Nell’articolo del giornalista del Corriere la classifica dei Comuni in base alla spesa e ai servizi offerti
Comuni, ecco chi spende peggio (di Sergio Rizzo sul “Corriere della Sera” del 23 febbraio 2017)
La spesa dei Comuni capoluogo italiani si può dividere in quattro diversi gruppi, solo uno dei quali - a conti fatti - si può considerare realmente virtuoso. Il Comune di Roma, come pressoché sempre accade negli articoli del giornalista (a onor del vero, non soltanto nei suoi), ne esce davvero molto male, segnalandosi come uno che spende molto, male, e a fronte di servizi scadenti offerti al cittadino. Rizzo cita un dossier realizzato dall’ufficio studi di Confartigianato che avrebbe analizzato i dati (anno 2013) della spesa effettiva dei Comuni capoluogo italiani in rapporto a quella che invece dovrebbe essere la spesa reale, sulla base del “fabbisogno standard” dei Comuni. Il fabbisogno è calcolato - scrive Rizzo - prendendo in considerazione una serie di parametri oggettivi, dalle dimensioni del Comune (territorio e popolazione) al livello dei servizi pubblici erogati.
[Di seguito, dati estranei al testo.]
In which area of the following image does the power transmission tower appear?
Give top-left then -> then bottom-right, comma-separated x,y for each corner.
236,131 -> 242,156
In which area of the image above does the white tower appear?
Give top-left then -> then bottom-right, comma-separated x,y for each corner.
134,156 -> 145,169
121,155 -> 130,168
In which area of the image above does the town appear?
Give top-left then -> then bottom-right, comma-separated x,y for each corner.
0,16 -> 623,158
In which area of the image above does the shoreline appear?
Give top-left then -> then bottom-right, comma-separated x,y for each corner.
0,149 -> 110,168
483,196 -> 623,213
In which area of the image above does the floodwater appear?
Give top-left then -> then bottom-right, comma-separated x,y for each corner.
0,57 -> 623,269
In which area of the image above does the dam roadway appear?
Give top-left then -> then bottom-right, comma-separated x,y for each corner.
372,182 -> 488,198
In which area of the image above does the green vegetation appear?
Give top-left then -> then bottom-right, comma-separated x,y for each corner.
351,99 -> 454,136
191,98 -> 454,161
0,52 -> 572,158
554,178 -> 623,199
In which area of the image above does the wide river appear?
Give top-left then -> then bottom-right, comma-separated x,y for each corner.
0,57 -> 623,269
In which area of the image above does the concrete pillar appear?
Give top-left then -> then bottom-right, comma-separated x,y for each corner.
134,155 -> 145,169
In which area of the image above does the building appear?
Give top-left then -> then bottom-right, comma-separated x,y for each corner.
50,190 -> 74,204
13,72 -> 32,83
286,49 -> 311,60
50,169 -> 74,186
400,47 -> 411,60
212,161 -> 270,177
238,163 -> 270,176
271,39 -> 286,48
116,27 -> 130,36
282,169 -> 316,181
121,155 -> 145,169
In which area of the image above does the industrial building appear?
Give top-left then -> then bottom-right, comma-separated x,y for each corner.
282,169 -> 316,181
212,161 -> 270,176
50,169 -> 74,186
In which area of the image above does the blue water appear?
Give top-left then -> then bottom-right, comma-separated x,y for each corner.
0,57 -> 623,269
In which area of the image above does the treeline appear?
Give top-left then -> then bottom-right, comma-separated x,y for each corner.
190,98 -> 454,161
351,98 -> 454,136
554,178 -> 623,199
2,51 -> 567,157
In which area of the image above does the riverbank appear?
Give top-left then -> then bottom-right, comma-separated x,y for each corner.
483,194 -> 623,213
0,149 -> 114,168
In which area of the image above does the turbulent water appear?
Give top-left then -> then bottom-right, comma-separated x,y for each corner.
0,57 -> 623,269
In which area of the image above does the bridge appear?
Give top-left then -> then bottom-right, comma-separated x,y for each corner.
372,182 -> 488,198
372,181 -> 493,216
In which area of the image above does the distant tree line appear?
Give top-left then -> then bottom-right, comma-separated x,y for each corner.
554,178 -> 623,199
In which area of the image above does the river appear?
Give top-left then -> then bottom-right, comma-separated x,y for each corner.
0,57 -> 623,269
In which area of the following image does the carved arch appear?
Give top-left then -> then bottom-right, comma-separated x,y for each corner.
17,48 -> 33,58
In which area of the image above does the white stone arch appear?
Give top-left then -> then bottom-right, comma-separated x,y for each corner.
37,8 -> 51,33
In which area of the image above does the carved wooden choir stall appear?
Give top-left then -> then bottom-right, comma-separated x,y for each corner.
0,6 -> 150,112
Nel gruppo dei “cattivi”, ci sono 23 Comuni - il 20% del totale che però assorbono il 30% della spesa comunale complessiva - cosiddetti “inefficienti”, che offrono meno servizi della media, e di cattiva qualità, ma costano di più dei loro “fabbisogni standard”. Il peggiore, in termini percentuali, sarebbe Caserta, che spende il 40,9% in più di quanto dovrebbe, seguito da Reggio Calabria (40,5%) e Rieti (39,5%), Potenza (24%), Siena (20,2%). Ma a spiccare su tutti in questo gruppo è Roma, che spende sì “soltanto” il 18,3% in più in termini percentuali, ma si distingue per l’entità della spesa “ingiustificata”: 584 milioni e 688 mila euro. Nel gruppo dei Comuni “efficienti” - gli unici che possono essere definiti tali nei quattro gruppi della classifica stilata da Confartigianato - che quindi costano meno del loro fabbisogno e, nello stesso tempo, offrono più servizi e migliori della media ce ne sono soltanto 21 - meno di un quinto del totale - e tra i miglior piazzati ecco Vicenza (- 28,9%), Ascoli Piceno (- 15,2%), Monza (- 13%), Bergamo (- 12,1%), Verona (- 10,2%), Verbania (- 9,8%).
Milano - eterna trionfatrice sulla derelitta capitale - pur costando “soltanto l’8,8% in meno in termini percentuali, spicca però per l’entità della spesa “risparmiata: 139 milioni e 760 mila euro. Unico Comune del Sud a figurare tra gli efficienti è Andria, con un meno 4,2%. Ci sono poi gli altri due gruppi. Un gruppo di 24 Comuni - con una netta prevalenza di città del Mezzogiorno - che costano meno del fabbisogno standard però offrono anche servizi in numero limitato e di qualità al di sotto della media. Napoli, che appartiene a questo gruppo, ad esempio costa ben 135 milioni in meno di quanto sarebbe il suo fabbisogno. Del gruppo fanno parte i Comuni di Campobasso, Bari, Barletta, Matera, Teramo, Pescara, Crotone e Cosenza. L’ultimo gruppo, sempre di 24 Comuni e in prevalenza del Centro-Nord, è quello di chi spende più del fabbisogno standard però, almeno, offre più servizi della media. Qui troviamo i Comuni di Venezia, Pisa, Piacenza, Mantova, Ferrara, Forlì, Brescia, Asti, Lecco, Perugia, Lodi e Padova e anche - a titolo di eccezione - i Comuni meridionali di Brindisi e Salerno. A scorrere il nome dei Comuni citati in tutti i quattro gruppi, viene il dubbio che dal dossier di Confartigianato siano rimasti fuori i Comuni delle Regioni a statuto speciale, ma questo l’articolo non lo specifica. Sulla qualità complessiva della spesa, il dossier argomenta che nei Comuni continuerebbero a salire le “spese per la burocrazia” (+ 3,9% nel 2016) e a calare invece quelle per il settore sociale (- 6,6%), l’ambiente (- 1,4%) e l’istruzione (- 0,8%). Tutto questo a fronte di una crescita delle tariffe locali salite, negli ultimi cinque anni, del 15,9%. Vale a dire quattro volte l’inflazione.